H3K27ac deposition is more dynamic during transition. Among detected peaks, more than half are lost during exit (5016/9674 peaks) with only a quarter (2512/9674) maintained, and ∼20% new loci (2146/9674; Fig. S4E). This pattern was not dramatically different in MEK(i)+siNanog-treated cells, although ∼30% of ‘new’ sites (680/2146) did not gain H3K27ac (Fig. S4E), including the ERK target and formative marker Lef1 (Fig. S4F).
Overall, these data do not indicate global dysregulation of histone modifications due to ERK pathway inhibition. Instead, the data show that many ERK response genes and formative genes show marks of silencing [high H3K27me3 and lower H3K4me3 and H3K27ac (Fig. S4F)]. A set of genes also fails to gain H3K27me3 and lose H3K4me3 and H3K27ac (Fig. S4G), but we could not detect any clear pattern in the genes surrounding these differentially bound sites.
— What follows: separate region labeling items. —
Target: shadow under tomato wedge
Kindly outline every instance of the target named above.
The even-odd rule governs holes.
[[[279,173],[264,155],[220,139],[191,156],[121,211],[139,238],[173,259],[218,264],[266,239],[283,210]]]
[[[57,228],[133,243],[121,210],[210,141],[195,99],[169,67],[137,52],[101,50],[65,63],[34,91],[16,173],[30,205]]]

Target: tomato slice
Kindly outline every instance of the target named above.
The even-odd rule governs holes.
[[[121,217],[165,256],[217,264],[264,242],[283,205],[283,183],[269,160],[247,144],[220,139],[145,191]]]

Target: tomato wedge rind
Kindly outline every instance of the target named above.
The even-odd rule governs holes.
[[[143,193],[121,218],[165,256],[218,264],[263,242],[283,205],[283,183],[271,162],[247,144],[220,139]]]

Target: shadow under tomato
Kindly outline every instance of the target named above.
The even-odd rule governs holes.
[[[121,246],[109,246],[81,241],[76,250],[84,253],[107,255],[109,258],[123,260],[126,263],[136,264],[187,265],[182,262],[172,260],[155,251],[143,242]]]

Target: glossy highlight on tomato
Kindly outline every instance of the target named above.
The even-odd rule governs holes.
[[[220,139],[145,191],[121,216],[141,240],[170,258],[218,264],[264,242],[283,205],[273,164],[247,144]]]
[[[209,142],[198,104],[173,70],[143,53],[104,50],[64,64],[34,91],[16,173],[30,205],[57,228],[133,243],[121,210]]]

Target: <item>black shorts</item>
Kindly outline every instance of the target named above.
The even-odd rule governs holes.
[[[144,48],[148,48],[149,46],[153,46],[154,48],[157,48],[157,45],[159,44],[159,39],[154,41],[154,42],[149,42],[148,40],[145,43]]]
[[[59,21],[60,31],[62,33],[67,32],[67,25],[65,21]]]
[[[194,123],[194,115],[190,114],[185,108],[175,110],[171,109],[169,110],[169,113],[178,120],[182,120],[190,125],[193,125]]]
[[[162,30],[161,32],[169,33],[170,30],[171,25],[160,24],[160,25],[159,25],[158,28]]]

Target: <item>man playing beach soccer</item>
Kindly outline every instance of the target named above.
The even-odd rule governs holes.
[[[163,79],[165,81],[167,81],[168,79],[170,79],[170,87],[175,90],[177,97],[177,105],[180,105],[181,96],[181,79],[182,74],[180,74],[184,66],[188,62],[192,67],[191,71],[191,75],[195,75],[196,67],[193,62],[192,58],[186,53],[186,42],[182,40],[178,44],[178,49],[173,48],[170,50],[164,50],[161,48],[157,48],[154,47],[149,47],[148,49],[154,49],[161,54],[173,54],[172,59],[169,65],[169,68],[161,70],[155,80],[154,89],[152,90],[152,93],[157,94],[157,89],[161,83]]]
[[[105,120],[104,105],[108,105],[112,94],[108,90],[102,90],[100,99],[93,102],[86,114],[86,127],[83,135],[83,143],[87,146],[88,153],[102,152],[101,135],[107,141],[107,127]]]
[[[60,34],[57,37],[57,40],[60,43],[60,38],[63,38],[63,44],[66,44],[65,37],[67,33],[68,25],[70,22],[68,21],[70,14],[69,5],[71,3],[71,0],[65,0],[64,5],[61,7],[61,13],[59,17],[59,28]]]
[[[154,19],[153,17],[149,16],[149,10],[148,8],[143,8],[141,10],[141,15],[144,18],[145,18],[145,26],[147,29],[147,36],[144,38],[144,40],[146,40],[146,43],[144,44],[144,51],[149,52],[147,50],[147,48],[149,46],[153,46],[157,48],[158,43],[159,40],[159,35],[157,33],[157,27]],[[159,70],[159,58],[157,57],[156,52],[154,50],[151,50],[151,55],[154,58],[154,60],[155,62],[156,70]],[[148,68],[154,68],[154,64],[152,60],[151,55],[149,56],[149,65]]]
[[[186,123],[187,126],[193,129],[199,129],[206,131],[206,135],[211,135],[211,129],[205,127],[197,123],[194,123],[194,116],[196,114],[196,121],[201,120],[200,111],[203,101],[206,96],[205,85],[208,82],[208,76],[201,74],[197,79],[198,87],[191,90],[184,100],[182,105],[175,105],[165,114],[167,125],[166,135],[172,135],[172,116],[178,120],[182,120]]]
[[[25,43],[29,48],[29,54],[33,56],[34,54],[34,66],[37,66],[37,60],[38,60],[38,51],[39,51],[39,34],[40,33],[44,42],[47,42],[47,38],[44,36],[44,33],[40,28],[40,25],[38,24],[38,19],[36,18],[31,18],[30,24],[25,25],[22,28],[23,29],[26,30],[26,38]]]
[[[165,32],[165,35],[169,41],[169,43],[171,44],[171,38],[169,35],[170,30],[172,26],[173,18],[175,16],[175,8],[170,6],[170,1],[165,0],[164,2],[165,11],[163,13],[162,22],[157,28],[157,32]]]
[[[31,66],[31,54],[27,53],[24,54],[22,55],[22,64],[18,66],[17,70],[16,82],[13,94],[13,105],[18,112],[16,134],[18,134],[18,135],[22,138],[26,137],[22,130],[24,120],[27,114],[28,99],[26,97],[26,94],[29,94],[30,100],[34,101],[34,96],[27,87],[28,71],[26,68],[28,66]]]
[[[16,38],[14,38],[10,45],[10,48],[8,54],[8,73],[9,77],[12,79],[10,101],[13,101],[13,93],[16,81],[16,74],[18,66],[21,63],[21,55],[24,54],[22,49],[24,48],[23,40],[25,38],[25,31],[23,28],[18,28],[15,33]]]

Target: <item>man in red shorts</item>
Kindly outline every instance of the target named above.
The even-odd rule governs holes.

These differences are consistent with, and potentially consequent to, reduced transcription of those genes. However, higher H3K27me3 deposition at promoters and enhancers of many formative genes may contribute to the inability to restore expression by removing MEK(i) after 30 h (Fig. 3C).
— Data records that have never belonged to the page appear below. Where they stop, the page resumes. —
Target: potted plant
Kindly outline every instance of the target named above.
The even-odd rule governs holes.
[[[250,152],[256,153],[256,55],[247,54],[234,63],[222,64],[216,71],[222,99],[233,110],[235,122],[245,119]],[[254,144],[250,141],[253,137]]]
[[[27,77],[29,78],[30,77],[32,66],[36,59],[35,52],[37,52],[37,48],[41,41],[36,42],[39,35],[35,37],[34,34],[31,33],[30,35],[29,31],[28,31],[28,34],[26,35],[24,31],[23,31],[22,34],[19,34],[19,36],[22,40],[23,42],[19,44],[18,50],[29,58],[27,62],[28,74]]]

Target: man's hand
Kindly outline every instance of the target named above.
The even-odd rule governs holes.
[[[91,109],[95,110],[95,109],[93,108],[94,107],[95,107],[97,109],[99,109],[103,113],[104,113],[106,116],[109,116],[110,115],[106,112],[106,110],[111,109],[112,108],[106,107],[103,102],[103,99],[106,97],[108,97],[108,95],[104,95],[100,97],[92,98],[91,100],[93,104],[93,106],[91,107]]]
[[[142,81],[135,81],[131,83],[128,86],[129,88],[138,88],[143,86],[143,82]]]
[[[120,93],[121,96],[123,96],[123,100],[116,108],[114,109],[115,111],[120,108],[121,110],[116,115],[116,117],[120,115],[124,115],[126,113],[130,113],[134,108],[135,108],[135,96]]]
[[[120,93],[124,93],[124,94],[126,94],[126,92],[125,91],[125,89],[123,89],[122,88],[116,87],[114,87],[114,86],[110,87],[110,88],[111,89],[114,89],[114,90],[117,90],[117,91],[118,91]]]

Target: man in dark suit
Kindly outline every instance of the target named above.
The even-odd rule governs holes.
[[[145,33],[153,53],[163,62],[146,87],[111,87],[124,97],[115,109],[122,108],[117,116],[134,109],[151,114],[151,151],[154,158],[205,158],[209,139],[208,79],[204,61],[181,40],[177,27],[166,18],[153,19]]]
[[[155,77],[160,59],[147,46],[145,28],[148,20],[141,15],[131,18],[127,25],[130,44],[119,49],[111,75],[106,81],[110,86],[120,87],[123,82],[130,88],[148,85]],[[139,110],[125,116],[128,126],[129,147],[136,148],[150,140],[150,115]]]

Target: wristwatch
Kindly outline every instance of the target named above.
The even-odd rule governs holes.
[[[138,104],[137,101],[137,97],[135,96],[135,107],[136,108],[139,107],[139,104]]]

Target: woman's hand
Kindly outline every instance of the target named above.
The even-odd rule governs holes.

ERK activity is required to maintain Oct4 in the naïve to formative pluripotency transition
The transcription factor Oct4 (encoded by Pou5f1) is the mainstay of pluripotency, expressed through all stages in vivo and in vitro (Schöler et al., 1990; Wu and Schöler, 2014). In the preceding analyses of histone modifications, we noticed specific changes at the Oct4 promoter, which prompted further investigation. In MEK(i)+siNanog, we detected loss of H3K4me3 and, to a lesser extent, of H3K27ac at the Pou5f1 locus at 30 h (Fig. 4A). Oct4 expression is normally maintained throughout the naïve to formative transition. However, in line with disappearance of H3K4me3, we observed that MEK(i)+siNanog cells did not express Oct4 mRNA (Fig. 4B) and also lost Oct4 protein (Fig. 4C,D). Furthermore, release from MEK(i) did not reactivate Oct4 expression (Fig. 4B). We similarly saw that MEK(i)+siEsrrb cells lost Oct4 protein (Fig. S5A). To determine when cells lost Oct4, we determined the percentage of immunopositive cells over time. In N2B27, Oct4 protein levels reduced between ∼30-48 h after 2i withdrawal, as cells began to upregulate Sox1 and enter the neural lineage (Fig. 4C) (Mulas et al., 2017). In contrast, in MEK(i)+siNanog cells Oct4-negative cells were detected as early as 18 h after 2i-withdrawal and expression was extinguished throughout the population by 30 h (Fig. 4C,D). In cultures treated with MEK(i) only, Oct4 protein was downregulated in a fraction of cells from 30-36 h (Fig. 4C,E; Fig. S5B).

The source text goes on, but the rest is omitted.